Have a read of this:
“This means farmers will have to calculate the level of available nitrogen already in the soil, the N requirement of the crop, the available N from planned spreading of livestock manures and calculate the remaining level of manufactured nitrogen they can apply. Accurate record keeping is also a requirement.”
Is it just me or does that sound more like a school science exam question than something your average farmer is going to understand?
The above is taken from FWI’s Introduction to Nitrate Vulnerable Zones and to see the size of the problem for farmers just look at all the links on their page attempting to guide farmers through the maze of paperwork surrounding NVZs.
The NVZs are all to do with water quality. This is from the Defra website introduction to :
“Various activities contribute to diffuse pollution, including agriculture, forestry, mining, construction and urban life. Pollutants deposited on land, roads and spaces are washed into watercourses by rain. Consequently, the local climate, geology and other natural phenomena can influence the size and extent of the problem. In agriculture, diffuse pollutants include silt from soil erosion, nutrients from the application of fertiliser or spreading of manure, and pesticides from the handling and application of the chemicals.”
My beef (pardon the pun) is not with the legislation itself but with the level of red tape once again being wrapped around farming and the lack of common sense being applied by the government … as usual it’s pick a date, spend a fortune producing information nobody can understand and just go for it.
Kenneth Phillipson is a 61 year old Cumbrian farmer and is unlucky enough to fall into one of the newly designated NVZ’s.

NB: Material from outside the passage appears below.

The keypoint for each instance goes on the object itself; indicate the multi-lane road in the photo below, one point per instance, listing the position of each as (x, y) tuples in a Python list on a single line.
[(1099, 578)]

If Mr Phillipson was to keep within the new regulations he would have to invest (read that as borrow from the bank) £80,000 to build new slurry storage facilities at his farm and so close to retirement, with milk prices at rock bottom, he would have no chance of paying off the ‘investment’ before he retired.
His only alternative was to sell his milk herd.
Thank the Lord we are not in a NVZ, hence my late ranting about this subject, but when I heard about this story I trotted off to Defra to ask for the Guidance Pack for Nitrate Vulnerable Zones.
The pack contains 9 different leaflets, all with exciting titles like “Manure Sampling Protocol” and “The N Max Limit” .. just the sort of claptrap your average farmer is going to read the title of, shrug and use to light the fire.
In leaflet 1 we are told which leaflets you need for the farm system you have. If you have “livestock, organic manures applied to land” then you need all 9 leaflets and may I suggest a stiff drink or two before reading them.
Off I went to the local pub to ask local farmers what they made of the leaflets … that was fun!
It’s the usual government produced information, with leaflet 4 referring you to table 6 in leaflet 3 and annex B in leaflet 8, then times that number by 7 and add an orange.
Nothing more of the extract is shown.